Ähnliches gilt im klassischen Modell für den Arbeitsmarkt. Schränken die Unternehmen ihre Nachfrage nach Arbeitskräften ein, sinken die Löhne. Das wiederum regt die Nachfrage nach Arbeitskräften an, dagegen reduzieren private Haushalte ihr Arbeitsangebot. Es stellt sich ein neues Gleichgewicht von Angebot und Nachfrage bei niedrigeren Löhnen ein. Unfreiwillige Arbeitslosigkeit kann es in der Gedankenwelt der Klassiker nicht geben.
Ökonomie der Krise
Doch die Weltwirtschaftskrise lehrte etwas anderes. Die Unternehmen reagierten auf die wegbrechende Güternachfrage mit Kürzungen ihrer Produktion und entließen Arbeitskräfte. Zwar sanken die Löhne, doch die Nachfrage nach Arbeit ging weiter zurück. Mit den Löhnen schrumpfte auch die Kaufkraft der Arbeitnehmer. Sie schränkten ihren Konsum ein. Darauf reagierten die Unternehmen mit weiteren Produktionskürzungen und Entlassungen. Die Abwärtsspirale beschleunigte sich.
Keynes sah deshalb „keinen Grund für die Annahme, dass flexible Löhne in der Lage sind, nachhaltig Vollbeschäftigung herzustellen“. Entscheidend für die Beschäftigung sei vielmehr, dass es eine ausreichend hohe Nachfrage am Gütermarkt gebe. Die Unternehmen dehnten ihre Produktion dann wieder aus und heuerten zusätzliche Arbeitskräfte an. Keynes stellte so eine Verbindung zwischen dem Güter- und dem Arbeitsmarkt her, die es in der klassischen Theorie nicht gab.

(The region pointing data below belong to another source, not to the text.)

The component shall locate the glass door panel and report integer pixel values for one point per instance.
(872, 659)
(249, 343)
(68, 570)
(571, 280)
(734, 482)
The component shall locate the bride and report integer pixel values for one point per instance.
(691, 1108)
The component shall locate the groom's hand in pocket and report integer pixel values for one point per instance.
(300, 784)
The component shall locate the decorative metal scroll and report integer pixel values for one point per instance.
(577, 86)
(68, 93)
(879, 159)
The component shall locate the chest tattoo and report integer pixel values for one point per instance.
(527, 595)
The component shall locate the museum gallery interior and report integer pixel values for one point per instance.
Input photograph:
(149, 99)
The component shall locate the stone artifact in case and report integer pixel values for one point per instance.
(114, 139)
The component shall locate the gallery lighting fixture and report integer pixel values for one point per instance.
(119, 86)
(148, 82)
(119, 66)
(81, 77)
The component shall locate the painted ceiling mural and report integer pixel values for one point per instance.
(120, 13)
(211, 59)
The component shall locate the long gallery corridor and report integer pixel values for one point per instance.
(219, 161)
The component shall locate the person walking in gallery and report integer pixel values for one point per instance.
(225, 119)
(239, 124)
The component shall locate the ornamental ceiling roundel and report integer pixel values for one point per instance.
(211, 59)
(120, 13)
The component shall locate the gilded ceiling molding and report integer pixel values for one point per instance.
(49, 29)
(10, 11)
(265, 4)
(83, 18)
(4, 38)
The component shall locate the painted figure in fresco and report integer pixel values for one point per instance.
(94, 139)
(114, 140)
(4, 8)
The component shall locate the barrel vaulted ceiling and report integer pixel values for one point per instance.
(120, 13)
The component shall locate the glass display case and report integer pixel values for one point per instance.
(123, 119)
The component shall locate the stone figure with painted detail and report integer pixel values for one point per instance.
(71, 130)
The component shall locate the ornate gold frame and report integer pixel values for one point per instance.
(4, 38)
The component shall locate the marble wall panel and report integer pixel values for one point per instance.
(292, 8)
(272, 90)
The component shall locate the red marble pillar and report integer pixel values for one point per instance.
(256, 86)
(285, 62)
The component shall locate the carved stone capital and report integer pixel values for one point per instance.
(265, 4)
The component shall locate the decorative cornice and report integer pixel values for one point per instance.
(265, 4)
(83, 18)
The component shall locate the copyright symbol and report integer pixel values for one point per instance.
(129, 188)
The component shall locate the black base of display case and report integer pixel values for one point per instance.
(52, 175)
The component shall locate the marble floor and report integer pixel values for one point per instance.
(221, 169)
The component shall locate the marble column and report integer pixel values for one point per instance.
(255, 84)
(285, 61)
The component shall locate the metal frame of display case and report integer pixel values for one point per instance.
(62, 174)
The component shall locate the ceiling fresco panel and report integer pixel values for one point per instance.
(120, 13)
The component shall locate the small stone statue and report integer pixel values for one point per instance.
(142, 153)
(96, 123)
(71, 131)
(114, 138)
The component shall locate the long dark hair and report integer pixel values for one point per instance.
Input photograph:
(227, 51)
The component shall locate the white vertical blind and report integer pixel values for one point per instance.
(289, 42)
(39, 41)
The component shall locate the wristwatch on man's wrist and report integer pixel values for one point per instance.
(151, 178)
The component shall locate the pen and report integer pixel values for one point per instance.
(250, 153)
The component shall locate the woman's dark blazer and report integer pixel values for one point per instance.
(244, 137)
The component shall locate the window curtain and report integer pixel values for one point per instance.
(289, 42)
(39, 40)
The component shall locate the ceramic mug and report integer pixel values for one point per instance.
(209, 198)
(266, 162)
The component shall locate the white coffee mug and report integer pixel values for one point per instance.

Doch wie lässt sich die Nachfrage am Gütermarkt auf das Niveau anheben, das für Vollbeschäftigung notwendig ist? Am einfachsten wäre es, die Zentralbank würde die Zinsen senken und so private Investitionen ankurbeln. Laut Keynes investieren Unternehmen in neue Maschinen, wenn der Zins für den Anschaffungskredit niedriger ist als die erwartete Rendite der Maschine, die er als „Grenzleistungsfähigkeit des Kapitals“ bezeichnete. Senkt die Zentralbank also die Zinsen, kommen zusätzliche Investitionen in Gang, und die Nachfragelücke verschwindet.
Liquiditätsfalle
Allerdings, konstatierte Keynes, gebe es Situationen, in denen die Zentralbank machtlos sei. Zum einen könne „eine große Zunahme der Geldmenge so viel Ungewissheit über die Zukunft verursachen, dass die Vorlieben für Liquidität aus dem Sicherheitsmotiv verstärkt werden“. Dann horten die Bürger das Geld, anstatt es in Staatsanleihen zu investieren. Der erhoffte Zinsrückgang durch steigende Kurse bleibt aus, die Investitionen erhalten keine Impulse. Die Wirtschaft befindet sich in der Liquiditätsfalle.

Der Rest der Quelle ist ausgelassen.